= Internet Service Providers Association (United Kingdom) =

Trade association

The Internet Service Providers Association (ISPA) is a British body representing providers of Internet services.

==History==
ISPA was established in 1995 as the first trade association for ISPs, promoting competition, self-regulation and progress within the Internet industry. Members are signatories to the ISPA Code of "good practice" binding ISPs to a common industry standard.
It was founded by and is now run under the Managing Director and Secretary General Nicholas Lansman.

==Activities==
As a trade association, membership is voluntary but the companies who choose to become members agree to abide by the ISPA United Kingdom Code. ISPA members' allegiance to the Code means that consumers can view the ISPA UK logo as a mark of commitment to good business practice.

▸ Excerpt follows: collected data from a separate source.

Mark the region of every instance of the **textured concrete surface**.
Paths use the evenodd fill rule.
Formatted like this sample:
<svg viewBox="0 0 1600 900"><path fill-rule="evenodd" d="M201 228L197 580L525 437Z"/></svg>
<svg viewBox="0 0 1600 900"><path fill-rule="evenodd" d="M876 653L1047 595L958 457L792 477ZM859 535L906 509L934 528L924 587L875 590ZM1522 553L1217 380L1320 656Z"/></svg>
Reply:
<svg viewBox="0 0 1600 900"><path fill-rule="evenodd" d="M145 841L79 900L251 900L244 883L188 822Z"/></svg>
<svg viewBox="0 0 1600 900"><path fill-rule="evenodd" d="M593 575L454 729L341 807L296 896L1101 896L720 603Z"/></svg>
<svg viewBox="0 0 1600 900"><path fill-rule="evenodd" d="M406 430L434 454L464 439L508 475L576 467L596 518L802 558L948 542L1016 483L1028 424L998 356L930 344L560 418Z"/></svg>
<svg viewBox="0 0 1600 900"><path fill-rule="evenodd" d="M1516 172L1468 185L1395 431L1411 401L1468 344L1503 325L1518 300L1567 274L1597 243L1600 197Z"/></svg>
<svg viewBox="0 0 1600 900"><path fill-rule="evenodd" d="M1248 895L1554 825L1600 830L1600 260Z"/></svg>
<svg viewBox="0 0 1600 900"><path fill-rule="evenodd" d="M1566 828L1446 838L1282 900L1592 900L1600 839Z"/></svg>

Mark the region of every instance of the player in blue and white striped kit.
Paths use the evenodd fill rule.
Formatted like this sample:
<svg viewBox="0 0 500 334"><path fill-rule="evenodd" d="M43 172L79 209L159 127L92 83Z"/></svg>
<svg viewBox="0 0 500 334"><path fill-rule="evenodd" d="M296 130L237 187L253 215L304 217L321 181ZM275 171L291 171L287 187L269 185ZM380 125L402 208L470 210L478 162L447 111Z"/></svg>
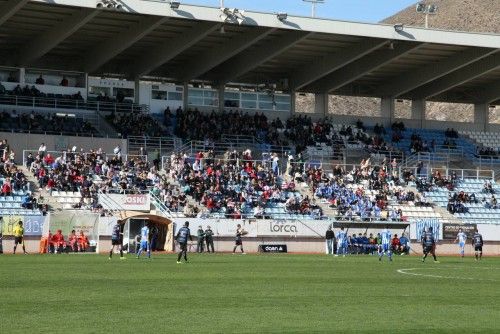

ISPA's main activity is in making representations on behalf of the industry to Government bodies, such as the Home Office, the Department for Business, Enterprise and Regulatory Reform (former DTI) and Ofcom. Government and political representatives often approach ISPA for its knowledge and expertise.

ISPA represents members to Government and extra-parliamentary bodies in the UK, as well as dealing with media enquiries relating to ISPs' role online. Policy is directed by the ISPA Council, representing the interests of over 100 members in the UK. ISPA spends a good deal of its time dealing with Ofcom.

The ISPA provides awards to internet services providers.

==Regulation==
Policies are agreed by the ISPA Council, a body of up to ten people selected from and representing the various interests of the membership. The council is served by a secretariat.

==Europe==
ISPA UK was instrumental in establishing EuroISPA, a European federation of Internet Services Providers' Associations. EuroISPA voices ISPs concerns to politicians and officials at European Union level and influences EU Internet policies. ISPA also organises "The Ispas", an annual award ceremony to showcase the "best" of the UK Internet industry.

==Controversy==

For the 2019 ISPA awards, the finalists for the Internet Villain award were announced, where Mozilla was nominated for their proposed support for DNS-over-HTTPS (DoH). The ISPA criticised this proposal as it could be used to circumvent internet filtering. After receiving backlash, the ISPA withdrew Mozilla's nomination as well as the category altogether, however still expressed concern over the DoH protocol.